DC Circuit Rejects Challenge to EPA’s CERCLA Decision Regarding Hardrock Mining Industry


In a decision that will likely be welcomed by the electrical power, chemical manufacturing, and petroleum and coal products manufacturing industries, on July 19, 2019, the U.S. Court of Appeals for the District of Columbia Circuit held in the case of Idaho Conservation League et al., v. Wheeler, that EPA acted reasonably in deciding not to issue CERCLA financial responsibility regulations for the hardrock mining industry. CERCLA (a.k.a., Superfund) was enacted in 1980 and amended in 1986, and Section 108(b) of CERCLA provides that EPA shall promulgate requirements that classes of facilities establish and maintain evidence of financial responsibility “consistent with the degree and duration of risk” associated with the production, transportation, treatment, storage or disposal of hazardous substances. However, no action was taken to implement Section 108(b) until 2009, and then only as the result of litigation challenging EPA’s failure to act. EPA and the petitioners agreed to a schedule by which the agency would propose financial responsibility rules for the hardrock mining industry—which was the initial class of industry facilities selected for the possible application of these rules—and the DC Circuit approved this schedule in 2016, which contained the court’s caveat that EPA retained the discretion not to issue any rule at the conclusion of the rulemaking.

The proposed hardrock mining rules were published in January 2017, and EPA noted then that there was abundant evidence that hardrock mining facilities “continue to pose risks associated with the management of hazardous substances at their sites.” However, at the conclusion of this proceeding, EPA had changed its mind: modern mining techniques and the development of strong mining regulatory programs at the state and federal level persuaded the agency that the financial risks that it feared (being threats to the federal fisc from cleaning up Superfund mining sites) were no longer significant enough to warrant the promulgation of these rules. The environmental petitioners challenged this decision of the agency, but their challenge was unsuccessful.

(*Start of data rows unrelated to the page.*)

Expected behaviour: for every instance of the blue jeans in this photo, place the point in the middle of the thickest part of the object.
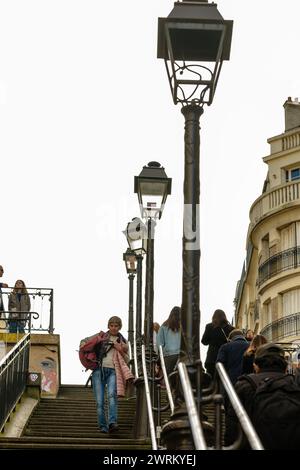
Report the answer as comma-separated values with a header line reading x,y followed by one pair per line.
x,y
101,377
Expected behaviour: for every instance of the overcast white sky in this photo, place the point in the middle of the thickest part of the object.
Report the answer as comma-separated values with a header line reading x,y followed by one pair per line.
x,y
84,104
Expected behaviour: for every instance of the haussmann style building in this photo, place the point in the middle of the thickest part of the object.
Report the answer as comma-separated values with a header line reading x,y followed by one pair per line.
x,y
267,297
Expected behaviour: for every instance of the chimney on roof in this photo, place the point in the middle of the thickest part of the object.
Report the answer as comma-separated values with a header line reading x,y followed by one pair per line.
x,y
292,114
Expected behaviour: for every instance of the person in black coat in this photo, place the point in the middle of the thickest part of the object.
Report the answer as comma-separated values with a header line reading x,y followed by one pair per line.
x,y
215,334
248,358
231,354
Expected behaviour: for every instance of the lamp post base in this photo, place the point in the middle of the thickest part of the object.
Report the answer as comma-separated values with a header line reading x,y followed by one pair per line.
x,y
177,433
141,430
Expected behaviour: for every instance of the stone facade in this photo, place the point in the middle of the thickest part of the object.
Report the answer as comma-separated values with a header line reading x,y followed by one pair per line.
x,y
268,294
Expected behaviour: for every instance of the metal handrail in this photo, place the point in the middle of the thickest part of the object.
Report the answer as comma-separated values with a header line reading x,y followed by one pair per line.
x,y
13,373
18,319
241,414
148,400
136,367
194,420
166,379
36,293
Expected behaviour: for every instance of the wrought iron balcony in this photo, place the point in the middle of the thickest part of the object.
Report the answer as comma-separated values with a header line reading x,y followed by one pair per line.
x,y
274,200
283,261
279,329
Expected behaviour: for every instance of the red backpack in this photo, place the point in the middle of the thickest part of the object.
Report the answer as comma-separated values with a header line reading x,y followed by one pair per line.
x,y
87,354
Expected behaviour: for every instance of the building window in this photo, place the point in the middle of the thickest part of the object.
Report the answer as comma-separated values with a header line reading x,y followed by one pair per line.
x,y
292,174
291,302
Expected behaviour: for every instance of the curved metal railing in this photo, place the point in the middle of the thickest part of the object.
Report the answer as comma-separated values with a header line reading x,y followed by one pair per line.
x,y
241,414
148,399
166,379
13,375
192,410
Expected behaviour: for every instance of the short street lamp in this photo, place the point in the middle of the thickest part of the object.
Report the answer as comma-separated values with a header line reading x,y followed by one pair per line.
x,y
131,265
193,40
136,236
152,187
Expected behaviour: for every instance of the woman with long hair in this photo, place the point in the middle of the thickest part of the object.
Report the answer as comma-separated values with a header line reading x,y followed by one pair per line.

Applying the traditional Chevron analysis, the court held that EPA’s interpretation of the term “risk” as employed in the statue was reasonable, and provided the agency with the discretion it needed to determine that the emphasis on “risk” in Section108(b) was limited to financial risks to the government and not exclusively environmental risks. All of the issues raised by the petitioners were rejected by the court, and therefore the EPA’s actions were not arbitrary and capricious. The court agreed that this industry was involved in many large historic CERCLA sites, but it would not substitute its judgment on these factors in place of EPA’s.

Presumably, EPA will work its way through the other industry categories it selected for consideration of new CERCLA financial responsibility rules, but the prospect of additional regulation may no longer seem so imminent.